RBC client wants to sue over computer glitch
CTV.ca News Staff
A Royal Bank client wants to launch a class action lawsuit over the "trouble and stress" she suffered as a result of last week's computer problems.
Millions of customers were unable to access payroll deposits and other money in their bank accounts after a computer glitch prevented their account information from being updated. The problem occurred Monday, May 31, and took a week to fix.
The bank has promised to refund any overdraft charges or fees that customers incurred because of the disruption and to reimburse other Canadian financial institutions for certain costs their clients incurred, but Normand Painchaud, the lawyer for one RBC client, says that doesn't go far enough.

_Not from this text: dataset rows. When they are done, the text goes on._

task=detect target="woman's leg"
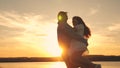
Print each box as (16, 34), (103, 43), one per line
(70, 51), (94, 68)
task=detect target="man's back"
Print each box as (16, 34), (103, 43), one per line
(57, 24), (71, 50)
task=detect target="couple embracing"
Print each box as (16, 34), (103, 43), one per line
(57, 11), (101, 68)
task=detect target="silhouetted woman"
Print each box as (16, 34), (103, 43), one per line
(69, 16), (101, 68)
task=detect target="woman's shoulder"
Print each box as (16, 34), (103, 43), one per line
(76, 24), (84, 28)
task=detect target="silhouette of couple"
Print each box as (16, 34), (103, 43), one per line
(57, 11), (101, 68)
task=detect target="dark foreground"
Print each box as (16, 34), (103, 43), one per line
(0, 55), (120, 62)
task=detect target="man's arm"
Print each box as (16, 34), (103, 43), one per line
(63, 24), (88, 44)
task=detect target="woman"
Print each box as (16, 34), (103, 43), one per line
(69, 16), (101, 68)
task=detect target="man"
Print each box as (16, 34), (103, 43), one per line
(57, 11), (88, 68)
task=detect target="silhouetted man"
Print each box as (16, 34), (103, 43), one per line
(57, 11), (88, 68)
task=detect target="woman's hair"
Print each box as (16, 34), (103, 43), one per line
(73, 16), (91, 38)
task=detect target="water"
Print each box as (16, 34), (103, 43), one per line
(0, 62), (120, 68)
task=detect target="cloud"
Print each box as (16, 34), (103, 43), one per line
(0, 11), (54, 46)
(108, 23), (120, 32)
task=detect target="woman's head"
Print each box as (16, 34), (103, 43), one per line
(72, 16), (91, 38)
(58, 11), (68, 21)
(72, 16), (84, 26)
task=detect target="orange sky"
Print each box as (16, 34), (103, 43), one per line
(0, 0), (120, 57)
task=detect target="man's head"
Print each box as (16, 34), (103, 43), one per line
(58, 11), (68, 22)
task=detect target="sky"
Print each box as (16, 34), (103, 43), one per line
(0, 0), (120, 57)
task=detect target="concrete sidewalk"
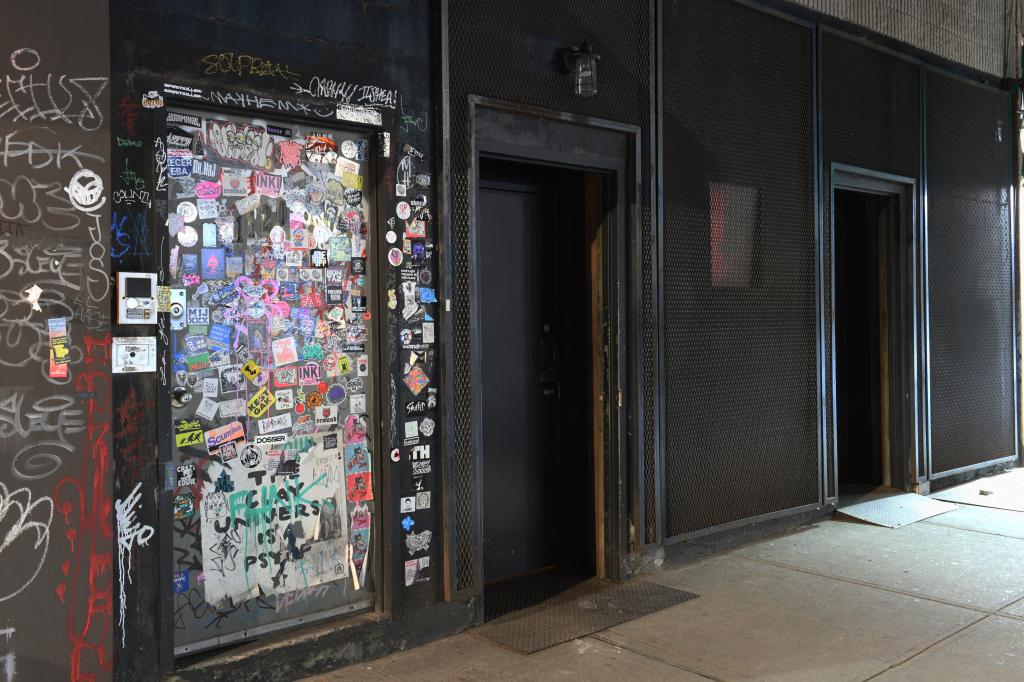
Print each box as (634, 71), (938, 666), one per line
(310, 469), (1024, 682)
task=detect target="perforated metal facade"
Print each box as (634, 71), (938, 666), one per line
(794, 0), (1014, 76)
(663, 0), (818, 536)
(447, 0), (654, 590)
(927, 72), (1016, 473)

Painchaud filed a request Monday to be allowed to proceed with a class action lawsuit seeking $500 in compensation for each individual RBC client.
"(The client) was concerned that although the Royal Bank offered to compensate for fees incurred, the Royal Bank did not offer to compensate for her trouble and her stress," he said.
"We think her case is pretty representative of a lot of people."
Meanwhile, RBC officials are now admitting the glitch was caused by a single worker who entered "a relatively small number" of incorrect pieces of code during a routine software update.
"It was a program change," Martin Lappert, the bank's chief information officer and vice-chairman, told The Globe and Mail. "The guy made some mistakes ... with respect to how he went through the testing process with respect to it. It appears, as we're going through this, that it didn't get tested as fully as it should have been and, as a result, it created the problem.
"So essentially what you have is a piece of code that ends up having a character in a field that it shouldn't be in. That change ends up upsetting a sequence of events."
And that's not the least of the bank's woes. Royal Bank said Wednesday a fraudulent email was circulating to customers asking them for personal information and account passwords.
The message states that if they don't click on the link and key in their client card number and passcode, access to the account will be blocked.
While both the link and the e-mail -- which uses the address email@example.com
-- look as though they're official and legitimate, they did not originate from Royal.
The bank is reminding clients never to share online passwords or personal information with anyone.
A spokeswoman said she wasn't aware of any Royal clients who had fallen prey to the e-mail fraud, but feared some customers might believe that it was necessary for them to provide the information given the bank's recent computer problems.